なあ、なんで紅魔館の地下になんかいるんだ?

 

――ワタシハね、ずっト、地下に1人でいるの。

 

1人? 紅魔館には沢山人、と妖怪や妖精いるんだろ?

 

――食事を届けに妖精とか誰かが来たりするけど、でもそれもいつもじゃないわ。

 

……何か理由があるのか?

 

――理由? みンナ私が怖イカラ、ミンナ壊レルから、ミンナ私ガ怖いカラ、ダカラ私ハズット1人ナノ!

 

お、おい。大丈夫か?

 

――ダカラネ、オ兄チャント一緒

 

っ!?

 

――オ兄チャンモ、1人ボッチナンデショウ? 私ニハワカルヨ? ダカラ一緒に、ミンナでアソボ?

 

それ、は……

 

 

 

「俺と同じ、か……」

 

フランドールはそう言ったけど、とてもそうは思えないんだよな。

主であるレミリアは知らないけど、あの美鈴や咲夜がフランドールの事気にかけないとは思えないんだよな。

 

「って美鈴にも、フランドールの事聞けば良かったじゃん!?」

 

咲夜やレミリアからフランドールの事聞こうとしてたけど、美鈴でも良かった……と言うか、美鈴は前フランドールの事言いかけてたんだから、普通に聞けただろ、俺。

新聞記者の文がいる前で、話せるような事じゃなさそうだったし、仕方ないか。

で、紅魔館に入ったはいいけど、なんだか不思議な感覚。まるで迷路に迷い込んだような感覚だ。

目に見える景色がニセモノのような気がする。これは幻術か何かがかかっているのかな。

さてとチルノの力を完全解除して、これをどうにかしてみるか? でも、それだと本当に丸腰になるんだよな、それは厳しすぎるか。

 

「あれー? また人間がいるよー? 侵入者―?」

「侵入者は巫女と魔法使いだよ、それにあの人間は男だから違うよ」

 

ん? 何か話し声が聞こえる。
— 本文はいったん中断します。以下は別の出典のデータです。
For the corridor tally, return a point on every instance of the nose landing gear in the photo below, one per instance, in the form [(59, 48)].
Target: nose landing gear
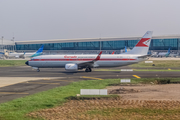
[(88, 69)]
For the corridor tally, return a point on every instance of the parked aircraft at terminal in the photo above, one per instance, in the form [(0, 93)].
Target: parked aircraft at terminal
[(124, 50), (75, 62), (164, 54), (24, 55)]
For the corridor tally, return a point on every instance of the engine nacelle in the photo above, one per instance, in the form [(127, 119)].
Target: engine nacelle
[(71, 67)]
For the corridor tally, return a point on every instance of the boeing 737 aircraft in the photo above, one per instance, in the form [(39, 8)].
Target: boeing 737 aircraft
[(164, 54), (76, 62), (24, 55)]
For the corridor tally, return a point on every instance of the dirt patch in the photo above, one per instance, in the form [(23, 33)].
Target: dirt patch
[(145, 102), (147, 92), (113, 109)]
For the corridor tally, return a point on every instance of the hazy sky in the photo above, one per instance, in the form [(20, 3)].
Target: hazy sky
[(66, 19)]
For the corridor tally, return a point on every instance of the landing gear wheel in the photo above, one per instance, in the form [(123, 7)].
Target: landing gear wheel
[(88, 70)]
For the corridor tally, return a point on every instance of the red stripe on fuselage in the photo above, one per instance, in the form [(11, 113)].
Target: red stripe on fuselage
[(124, 59)]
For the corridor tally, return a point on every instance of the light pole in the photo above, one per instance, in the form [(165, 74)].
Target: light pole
[(2, 44)]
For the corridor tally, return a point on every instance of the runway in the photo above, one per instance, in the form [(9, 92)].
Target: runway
[(50, 78)]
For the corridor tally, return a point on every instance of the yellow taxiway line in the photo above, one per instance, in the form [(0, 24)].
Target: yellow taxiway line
[(59, 80), (41, 83), (91, 78), (12, 93), (136, 76)]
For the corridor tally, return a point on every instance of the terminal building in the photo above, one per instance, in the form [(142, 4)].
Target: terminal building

どこからか隠れて……はいないな。思いっきり柱から身を乗り出して、こっちを見ているメイド服を着た妖精が数人。

 

「あ、あの人! 門番さんやメイド長達と一緒に食事していた人だ!」

「そうだよ! あの人きっとお客様だよ!」

「お客様ならこの迷路に入れたらダメだよね? おこられるもん」

「うん、今メイド長とパチュリー様が侵入者の相手してるんだもん、これ以上迷路に誰か入れたら怒られるよ」

 

何か話が勝手に進んでるようだけど、俺が美鈴やチルノ達といたのを見ていたのがいるって事か。

それに霊夢と魔理沙はどうやら、この迷路の中で咲夜とパチュリーという魔女と戦ってるみたいだ。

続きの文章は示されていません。